Von den vier Gästen beim Papst sind auf dem oben abgebildeten Foto nur drei zu sehen. Der vierte möchte nicht in der Öffentlichkeit als Missbrauchsopfer erscheinen. Dass sich nicht alle betroffenen Geistlichen offenbaren wollen und können, war zugleich einer der Gesprächsinhalte: Die Reaktionen bei Gemeinden und Vorgesetzten, wenn Priester sich „offenbaren“, fallen nämlich sehr unterschiedlich aus. Viele haben Angst davor, möchten das, was ihnen angetan wurde, lieber nicht publik werden lassen. Da geht es den Geistlichen nicht anders als den betroffenen Laien. Drei von sieben Mitgliedern des Bamberger Betroffenenbeirats arbeiten im Verborgenen mit.
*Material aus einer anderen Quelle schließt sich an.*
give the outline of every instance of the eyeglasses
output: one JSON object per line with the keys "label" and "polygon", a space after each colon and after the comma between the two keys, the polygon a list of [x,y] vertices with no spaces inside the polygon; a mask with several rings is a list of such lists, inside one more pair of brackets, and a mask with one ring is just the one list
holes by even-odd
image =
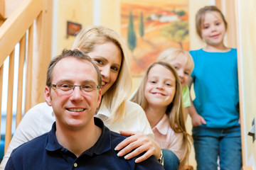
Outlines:
{"label": "eyeglasses", "polygon": [[100,86],[93,84],[84,84],[81,85],[75,85],[72,84],[51,84],[50,86],[55,89],[60,89],[63,94],[67,95],[71,94],[76,86],[79,86],[80,91],[84,94],[86,94],[86,92],[90,92],[93,90],[100,89]]}

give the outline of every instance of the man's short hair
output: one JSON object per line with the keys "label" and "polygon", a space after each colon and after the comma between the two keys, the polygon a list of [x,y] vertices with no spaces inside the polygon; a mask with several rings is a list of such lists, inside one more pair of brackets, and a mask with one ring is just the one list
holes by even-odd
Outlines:
{"label": "man's short hair", "polygon": [[86,61],[90,62],[96,69],[98,86],[101,86],[102,76],[101,76],[101,74],[100,74],[97,65],[94,63],[92,60],[87,55],[83,53],[82,52],[80,51],[78,49],[75,49],[74,50],[65,49],[63,50],[61,55],[55,57],[50,62],[50,64],[48,65],[48,70],[47,70],[46,86],[48,86],[48,87],[50,87],[53,70],[53,68],[55,67],[55,66],[56,65],[56,64],[61,60],[66,58],[66,57],[74,57],[74,58],[76,58],[78,60],[86,60]]}

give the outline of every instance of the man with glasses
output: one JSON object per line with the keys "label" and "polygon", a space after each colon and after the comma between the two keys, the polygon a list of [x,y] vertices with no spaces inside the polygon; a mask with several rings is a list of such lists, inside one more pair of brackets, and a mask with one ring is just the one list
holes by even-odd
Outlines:
{"label": "man with glasses", "polygon": [[15,149],[6,169],[163,169],[156,159],[136,164],[114,147],[125,137],[94,118],[101,99],[101,74],[79,50],[64,50],[47,72],[45,99],[56,121],[52,130]]}

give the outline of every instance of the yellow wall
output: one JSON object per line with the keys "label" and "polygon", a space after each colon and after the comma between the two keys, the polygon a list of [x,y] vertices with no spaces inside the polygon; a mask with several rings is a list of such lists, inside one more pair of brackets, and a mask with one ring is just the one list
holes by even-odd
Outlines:
{"label": "yellow wall", "polygon": [[238,0],[236,3],[243,164],[255,169],[256,143],[247,133],[256,115],[256,1]]}
{"label": "yellow wall", "polygon": [[[60,0],[55,8],[57,13],[56,49],[53,57],[63,48],[70,48],[75,37],[67,37],[67,21],[82,24],[82,28],[93,23],[93,0]],[[54,35],[53,35],[54,36]]]}

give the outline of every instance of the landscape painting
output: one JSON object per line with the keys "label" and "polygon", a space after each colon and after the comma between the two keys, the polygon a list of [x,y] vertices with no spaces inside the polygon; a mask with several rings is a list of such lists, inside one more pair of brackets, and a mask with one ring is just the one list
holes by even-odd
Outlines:
{"label": "landscape painting", "polygon": [[188,0],[121,0],[120,5],[121,35],[134,76],[166,48],[189,50]]}

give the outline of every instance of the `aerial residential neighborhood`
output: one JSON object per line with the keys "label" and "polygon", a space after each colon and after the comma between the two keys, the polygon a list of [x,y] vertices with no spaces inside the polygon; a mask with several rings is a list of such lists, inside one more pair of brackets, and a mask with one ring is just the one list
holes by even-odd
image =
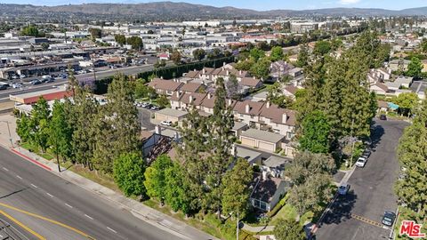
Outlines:
{"label": "aerial residential neighborhood", "polygon": [[264,2],[0,4],[0,238],[427,238],[425,3]]}

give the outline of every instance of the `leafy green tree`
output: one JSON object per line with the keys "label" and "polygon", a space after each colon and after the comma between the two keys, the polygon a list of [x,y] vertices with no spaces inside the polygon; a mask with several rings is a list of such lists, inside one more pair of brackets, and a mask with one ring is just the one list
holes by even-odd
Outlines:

Die Priester sollten „mit Kraft, Würde und Entschiedenheit parteiisch sein für die Betroffenen“, legte der Papst seinen Besuchern aus Deutschland nahe. Er verkörpere die „Option für die Betroffenen“, schildert Pfarrer Wünsche, analog zur „Option für die Armen“ aus der Theologie der Befreiung: „Franziskus ist nicht unparteiisch zwischen Tätern und Opfern – er hat seine Wahl klar getroffen. Kirche muss auf der Seite der Geschädigten stehen, das ist seine Überzeugung. Da darf es keine Neutralität geben.“

Was die Gäste mit am meisten erstaunte: Jorge Mario Bergoglio schafft es in fünf Minuten, wenn er will, von jedem Protokoll abzusehen. So sei ein „relativ ebenerdiges Gespräch am Wohnzimmertisch“ entstanden, so Wünsche. Der Papst habe es wirklich geschafft zuzuhören, die Fragestellungen genau zu erfassen und wie ein Seelsorger zu antworten. Trotz seiner körperlichen Angeschlagenheit sei er sehr präsent und aufmerksam. Eine Dreiviertelstunde nahm sich Franziskus Zeit für die Betroffenen, „drei Mal so lang wie ein regulärer Besuch eines Staatsoberhaupts“. Zum Abschied gab es für jeden der Gäste den persönlichen Segen des Papstes mit Handauflegung. Und die klare Ermutigung: „Arbeitet vor Ort für die Betroffenen. Macht es gut.“

Gelegenheit dazu haben Matthias Wünsche und seine Beiratskollegen bereits beim Heinrichsfest am 14. Juli, wenn sie wie im Vorjahr einen „Spaziergang“ über den Domberg unternehmen. Von 13 bis 16 Uhr stehen sie zum Gespräch bereit und verteilen unter anderem Informationen, wie sich Betroffene an der jüngst gestarteten Bamberger Missbrauchsstudie beteiligen können. Eine verbale Auseinandersetzung mit Vertretern des Diözesanrats wie 2023 ist diesmal übrigens nicht zu erwarten: Das Verhältnis zwischen Betroffenenbeirat und dem Laiengremium im Erzbistum hat sich deutlich entspannt, man ist im Gespräch. Und jüngst haben die Betroffenen auch ausführlich mit Erzbischof Herwig Gössl gesprochen.